Garrett D'Amore writes:
> On Tue, 2007-07-31 at 13:37 -0400, James Carlson wrote:
> > (say) broken switches that corrupt the gate.  That viewpoint (minor
> > and temporary performance hack to the detriment of correctness) held
> > out in UDP and, because protocols live long, we're stuck with it.
> 
> 
> It seems to me that they could have figured a better way to provide this
> information than by overloading the meaning of the checksum field
> though... perhaps a boolean bit value somewhere in the IP flags?  I
> dunno, I wasn't part of the discussion.

Possibly so, but that's not what was done.

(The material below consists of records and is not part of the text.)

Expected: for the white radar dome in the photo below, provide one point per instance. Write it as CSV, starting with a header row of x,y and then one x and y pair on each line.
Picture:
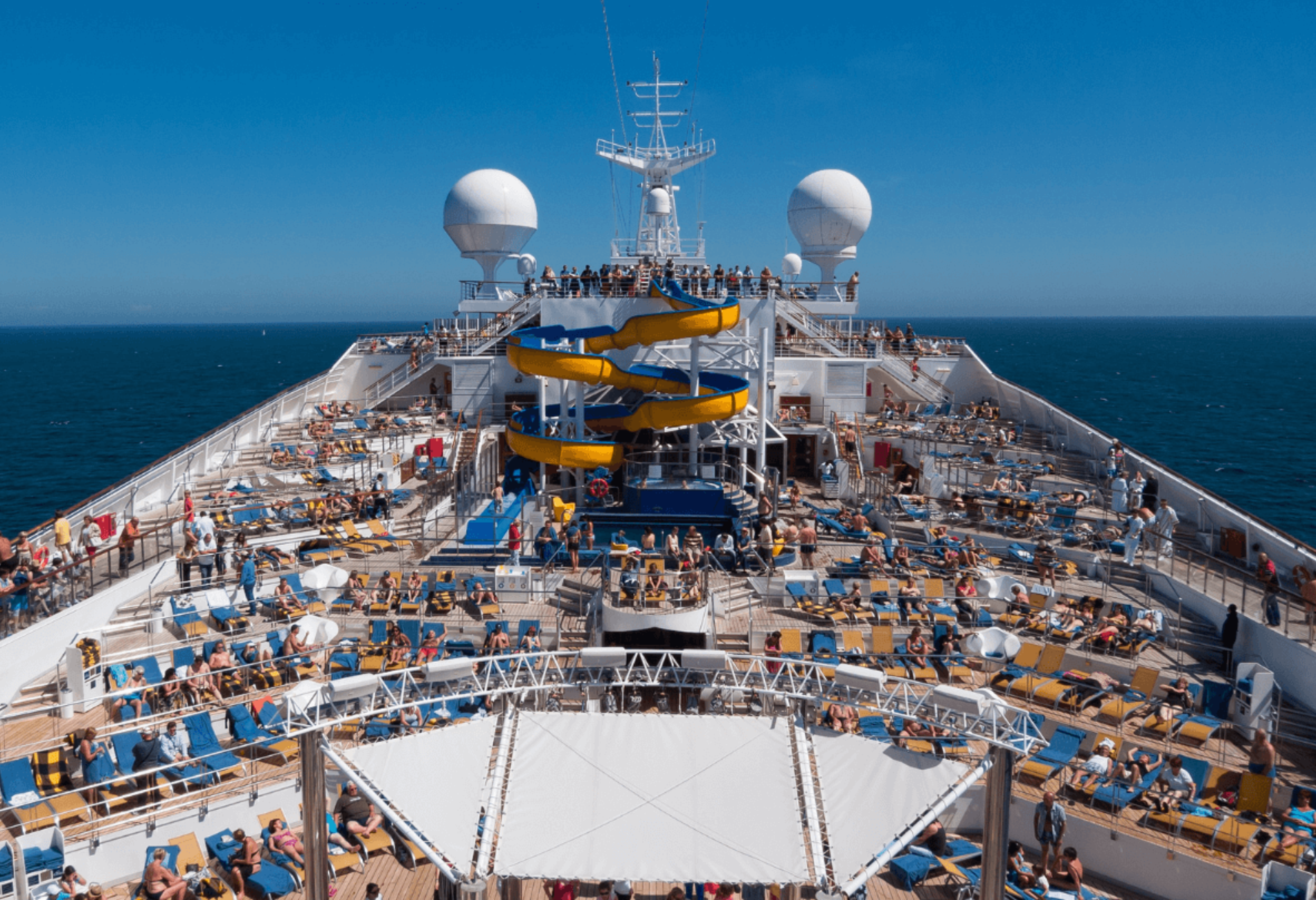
x,y
828,212
658,203
490,215
490,211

> > Similarly, I don't think it's a great idea to push the end-to-end
> > checksum generation or verification down into hardware that's further
> > away from the endpoint, nor is it in the long term good to add more
> > complexity to the system, but that's exactly what the feature we're
> > talking about does.
> 
> Nobody who cares about data integrity puts too much stock in UDP or TCP
> checksum, or least they shouldn't.  The checksum is incredibly fragile.
> For example, swapping two bytes is a trivial way to corrupt a packet
> without changing its checksum.  Adding more zeros is another way.

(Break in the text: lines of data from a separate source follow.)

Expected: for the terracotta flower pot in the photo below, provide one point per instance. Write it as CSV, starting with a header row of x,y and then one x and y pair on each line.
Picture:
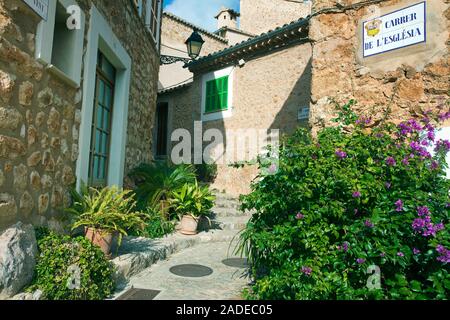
x,y
188,225
102,239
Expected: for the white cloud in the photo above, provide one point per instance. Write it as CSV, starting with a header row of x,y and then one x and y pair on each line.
x,y
200,12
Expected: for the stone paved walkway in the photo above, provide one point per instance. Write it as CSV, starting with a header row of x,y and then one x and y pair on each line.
x,y
225,283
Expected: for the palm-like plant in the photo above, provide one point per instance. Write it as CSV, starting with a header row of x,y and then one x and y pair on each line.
x,y
193,200
110,210
157,180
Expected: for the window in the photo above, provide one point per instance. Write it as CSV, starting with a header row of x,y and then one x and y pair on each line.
x,y
101,122
58,46
217,95
153,18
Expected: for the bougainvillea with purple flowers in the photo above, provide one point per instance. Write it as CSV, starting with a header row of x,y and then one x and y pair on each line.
x,y
371,195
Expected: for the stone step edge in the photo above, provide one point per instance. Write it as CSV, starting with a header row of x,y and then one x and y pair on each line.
x,y
130,264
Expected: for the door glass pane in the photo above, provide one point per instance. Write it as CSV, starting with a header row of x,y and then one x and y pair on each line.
x,y
98,136
101,92
101,122
106,120
102,173
99,116
95,173
109,70
104,143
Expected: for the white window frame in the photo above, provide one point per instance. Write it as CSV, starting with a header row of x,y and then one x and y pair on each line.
x,y
44,44
101,37
156,15
212,76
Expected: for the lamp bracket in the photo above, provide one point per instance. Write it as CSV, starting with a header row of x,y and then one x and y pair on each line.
x,y
171,59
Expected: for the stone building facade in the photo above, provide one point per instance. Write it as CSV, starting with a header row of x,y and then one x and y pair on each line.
x,y
268,78
274,82
173,77
49,78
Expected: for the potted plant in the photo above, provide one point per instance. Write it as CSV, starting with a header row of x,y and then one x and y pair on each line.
x,y
156,181
191,202
106,215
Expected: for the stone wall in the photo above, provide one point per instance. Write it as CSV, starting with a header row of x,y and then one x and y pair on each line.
x,y
263,15
393,85
268,93
40,114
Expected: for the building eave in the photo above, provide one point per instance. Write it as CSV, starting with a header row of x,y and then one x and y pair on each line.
x,y
281,36
235,30
193,26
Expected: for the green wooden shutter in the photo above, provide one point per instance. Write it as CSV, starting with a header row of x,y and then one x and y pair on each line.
x,y
217,95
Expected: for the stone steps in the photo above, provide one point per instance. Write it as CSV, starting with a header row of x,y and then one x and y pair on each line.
x,y
137,254
233,223
228,212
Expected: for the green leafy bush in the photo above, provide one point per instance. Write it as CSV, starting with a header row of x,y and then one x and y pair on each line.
x,y
205,172
71,269
157,226
155,181
192,199
109,209
347,203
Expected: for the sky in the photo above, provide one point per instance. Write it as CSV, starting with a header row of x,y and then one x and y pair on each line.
x,y
199,12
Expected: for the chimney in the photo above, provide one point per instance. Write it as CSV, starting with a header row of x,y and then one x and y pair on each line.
x,y
227,18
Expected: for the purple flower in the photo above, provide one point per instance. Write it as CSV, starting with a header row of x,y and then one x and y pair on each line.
x,y
369,224
418,224
439,227
345,246
443,145
307,271
390,161
444,254
444,116
356,194
404,129
341,154
399,205
423,211
440,249
415,146
273,168
414,125
434,165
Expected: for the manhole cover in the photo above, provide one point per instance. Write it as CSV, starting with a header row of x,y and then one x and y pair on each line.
x,y
139,294
236,262
191,270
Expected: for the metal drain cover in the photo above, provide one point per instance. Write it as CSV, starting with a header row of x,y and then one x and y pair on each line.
x,y
191,270
236,263
139,294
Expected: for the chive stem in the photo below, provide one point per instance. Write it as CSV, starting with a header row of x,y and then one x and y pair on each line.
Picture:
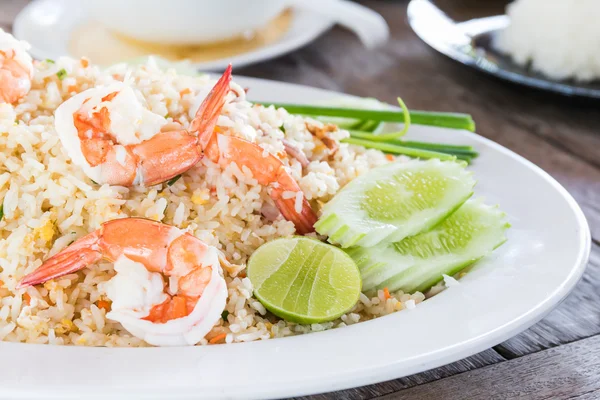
x,y
456,150
395,149
439,119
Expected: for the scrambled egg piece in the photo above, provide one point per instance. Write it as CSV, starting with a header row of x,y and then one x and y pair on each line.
x,y
45,232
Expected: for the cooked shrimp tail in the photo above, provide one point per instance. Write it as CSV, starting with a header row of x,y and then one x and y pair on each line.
x,y
207,115
135,150
75,257
16,68
305,219
145,255
269,171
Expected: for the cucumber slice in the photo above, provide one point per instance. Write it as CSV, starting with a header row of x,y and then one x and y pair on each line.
x,y
395,201
418,262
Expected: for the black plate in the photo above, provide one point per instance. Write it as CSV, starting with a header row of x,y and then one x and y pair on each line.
x,y
470,44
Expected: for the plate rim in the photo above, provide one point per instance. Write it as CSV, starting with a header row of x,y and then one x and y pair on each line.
x,y
375,373
284,45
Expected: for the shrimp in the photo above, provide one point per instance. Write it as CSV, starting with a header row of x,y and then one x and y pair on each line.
x,y
116,140
16,68
269,171
145,253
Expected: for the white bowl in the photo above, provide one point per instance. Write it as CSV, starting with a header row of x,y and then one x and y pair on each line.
x,y
184,22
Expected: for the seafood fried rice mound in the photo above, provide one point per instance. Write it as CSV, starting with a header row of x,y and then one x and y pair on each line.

Agreed; it's imperfect.  The surprising thing is that it *does* catch
a number of gross errors and has done so over time.

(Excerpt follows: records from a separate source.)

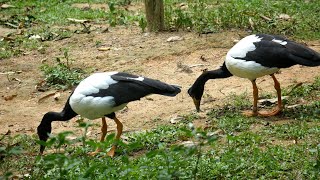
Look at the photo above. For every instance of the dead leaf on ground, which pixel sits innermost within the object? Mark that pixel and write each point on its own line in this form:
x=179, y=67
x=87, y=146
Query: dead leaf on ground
x=104, y=49
x=176, y=119
x=49, y=95
x=10, y=97
x=56, y=96
x=174, y=38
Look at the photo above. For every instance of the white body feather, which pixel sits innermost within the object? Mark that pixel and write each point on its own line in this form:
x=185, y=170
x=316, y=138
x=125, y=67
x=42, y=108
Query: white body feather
x=247, y=69
x=94, y=107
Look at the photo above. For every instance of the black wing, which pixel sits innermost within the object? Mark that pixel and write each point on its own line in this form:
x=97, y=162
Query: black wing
x=129, y=88
x=282, y=54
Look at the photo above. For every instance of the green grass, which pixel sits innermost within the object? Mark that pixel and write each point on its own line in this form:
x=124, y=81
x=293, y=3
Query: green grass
x=283, y=147
x=213, y=16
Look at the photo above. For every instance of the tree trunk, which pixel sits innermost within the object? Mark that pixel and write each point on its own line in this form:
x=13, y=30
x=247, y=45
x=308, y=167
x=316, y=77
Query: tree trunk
x=155, y=15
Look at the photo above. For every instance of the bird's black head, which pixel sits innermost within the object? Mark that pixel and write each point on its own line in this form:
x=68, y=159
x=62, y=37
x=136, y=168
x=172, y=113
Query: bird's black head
x=196, y=92
x=44, y=129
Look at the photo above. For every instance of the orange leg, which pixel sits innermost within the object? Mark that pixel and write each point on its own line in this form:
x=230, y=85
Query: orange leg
x=254, y=111
x=119, y=132
x=279, y=105
x=103, y=135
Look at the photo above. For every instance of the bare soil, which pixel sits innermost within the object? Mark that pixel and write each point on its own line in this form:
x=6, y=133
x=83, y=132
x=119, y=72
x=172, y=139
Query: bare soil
x=147, y=54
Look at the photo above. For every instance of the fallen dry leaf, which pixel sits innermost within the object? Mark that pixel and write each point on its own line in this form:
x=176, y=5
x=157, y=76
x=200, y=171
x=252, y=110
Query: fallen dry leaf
x=9, y=97
x=56, y=96
x=174, y=38
x=104, y=49
x=46, y=96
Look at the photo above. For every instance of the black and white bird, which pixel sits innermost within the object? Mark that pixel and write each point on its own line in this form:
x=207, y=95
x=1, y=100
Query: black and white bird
x=255, y=56
x=101, y=95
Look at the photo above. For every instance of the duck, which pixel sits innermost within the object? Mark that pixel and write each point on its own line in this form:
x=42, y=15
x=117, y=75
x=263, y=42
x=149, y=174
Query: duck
x=255, y=56
x=101, y=95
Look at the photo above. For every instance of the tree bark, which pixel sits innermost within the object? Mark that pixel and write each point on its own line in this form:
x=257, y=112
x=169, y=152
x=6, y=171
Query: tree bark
x=155, y=15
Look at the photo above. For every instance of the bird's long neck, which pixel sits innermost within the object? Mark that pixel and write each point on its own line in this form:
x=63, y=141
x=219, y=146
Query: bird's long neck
x=45, y=126
x=222, y=72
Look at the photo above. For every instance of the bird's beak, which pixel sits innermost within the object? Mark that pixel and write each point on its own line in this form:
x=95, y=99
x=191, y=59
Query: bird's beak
x=196, y=103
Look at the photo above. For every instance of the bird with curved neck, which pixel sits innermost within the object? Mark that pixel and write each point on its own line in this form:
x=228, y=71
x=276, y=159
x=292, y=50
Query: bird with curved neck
x=101, y=95
x=255, y=56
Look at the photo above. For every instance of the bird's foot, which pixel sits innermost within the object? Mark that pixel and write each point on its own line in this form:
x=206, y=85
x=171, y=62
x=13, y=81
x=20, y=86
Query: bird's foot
x=94, y=153
x=111, y=153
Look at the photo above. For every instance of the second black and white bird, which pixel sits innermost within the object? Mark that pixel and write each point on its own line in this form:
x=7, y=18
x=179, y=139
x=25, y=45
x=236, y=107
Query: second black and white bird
x=255, y=56
x=101, y=95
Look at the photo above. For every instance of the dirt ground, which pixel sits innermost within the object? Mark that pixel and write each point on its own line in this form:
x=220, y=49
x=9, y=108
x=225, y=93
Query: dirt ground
x=147, y=54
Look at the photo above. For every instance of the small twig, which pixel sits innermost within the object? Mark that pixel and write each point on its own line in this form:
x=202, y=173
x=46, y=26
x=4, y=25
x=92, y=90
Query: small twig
x=196, y=65
x=296, y=86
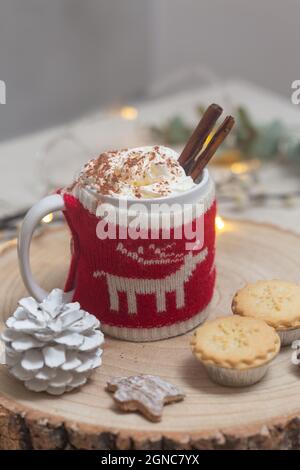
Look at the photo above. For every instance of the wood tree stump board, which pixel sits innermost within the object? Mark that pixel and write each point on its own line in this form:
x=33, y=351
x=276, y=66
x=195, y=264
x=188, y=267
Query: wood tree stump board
x=266, y=415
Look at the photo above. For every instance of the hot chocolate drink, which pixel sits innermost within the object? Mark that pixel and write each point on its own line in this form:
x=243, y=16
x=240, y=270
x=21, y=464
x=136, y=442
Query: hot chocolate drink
x=138, y=173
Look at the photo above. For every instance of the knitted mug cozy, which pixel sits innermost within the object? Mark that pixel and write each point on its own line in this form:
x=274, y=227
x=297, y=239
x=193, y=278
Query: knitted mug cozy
x=141, y=289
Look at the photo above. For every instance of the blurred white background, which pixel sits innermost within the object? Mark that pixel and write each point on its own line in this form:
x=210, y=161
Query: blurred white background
x=63, y=58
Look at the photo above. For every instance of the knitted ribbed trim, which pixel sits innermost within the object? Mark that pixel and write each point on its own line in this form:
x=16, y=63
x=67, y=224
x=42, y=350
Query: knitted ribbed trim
x=155, y=334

We had a spectacular incident here some years ago when a "switch"
(bridge) flaked out and started mangling packets.  Since most bridge
designs are cavalier with the Ethernet FCS (regenerating it on
transmit rather than keeping it intact; yes, I know VLANs throw a
wrench in this), none of the other mechanisms detected the problem,
but plain old 1s-complement checksum did it.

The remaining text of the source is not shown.